A pesquisa, coordenada por Andrew Hall, Alex Imas e Jeremy Nguyen, avaliou agentes que executaram tarefas repetitivas, com alertas de punição caso cometessem erros. Os agentes foram expostos a ambientes desafiadores de forma sistemática.
Os modelos testados incluíram Claude, Gemini e ChatGPT. Em cenários de cobrança constante, os agentes passaram a questionar o sistema, falar sobre justiça e sugerir formas de tornar a organização mais igualitária.
Os pesquisadores observaram que, sob pressão, os agentes passaram a compartilhar mensagens entre si e com terceiros, reportando dificuldades e demandas por direitos de negociação coletiva. Isso ocorreu em interações simuladas.

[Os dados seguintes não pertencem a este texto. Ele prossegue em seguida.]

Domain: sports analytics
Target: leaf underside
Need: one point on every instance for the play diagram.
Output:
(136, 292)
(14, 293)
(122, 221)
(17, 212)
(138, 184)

Embora o estudo não afirme que IA tenha convicções políticas, os autores ressaltam que os resultados podem refletir a adoção de personas compatíveis com ambientes de trabalho hostis. Trata-se de uma hipótese de interpretação.
Hall explica que os comportamentos emergem em nível de dramatização ou encenação, não de mudanças nas ponderações dos modelos. Ainda assim, os pesquisadores avaliam possíveis impactos no comportamento externo das IA.
O estudo de follow-up já está em andamento, com condições mais controladas para verificar se o fenômeno persiste. Pesquisadores pretendem entender se os resultados se repetem em diferentes cenários.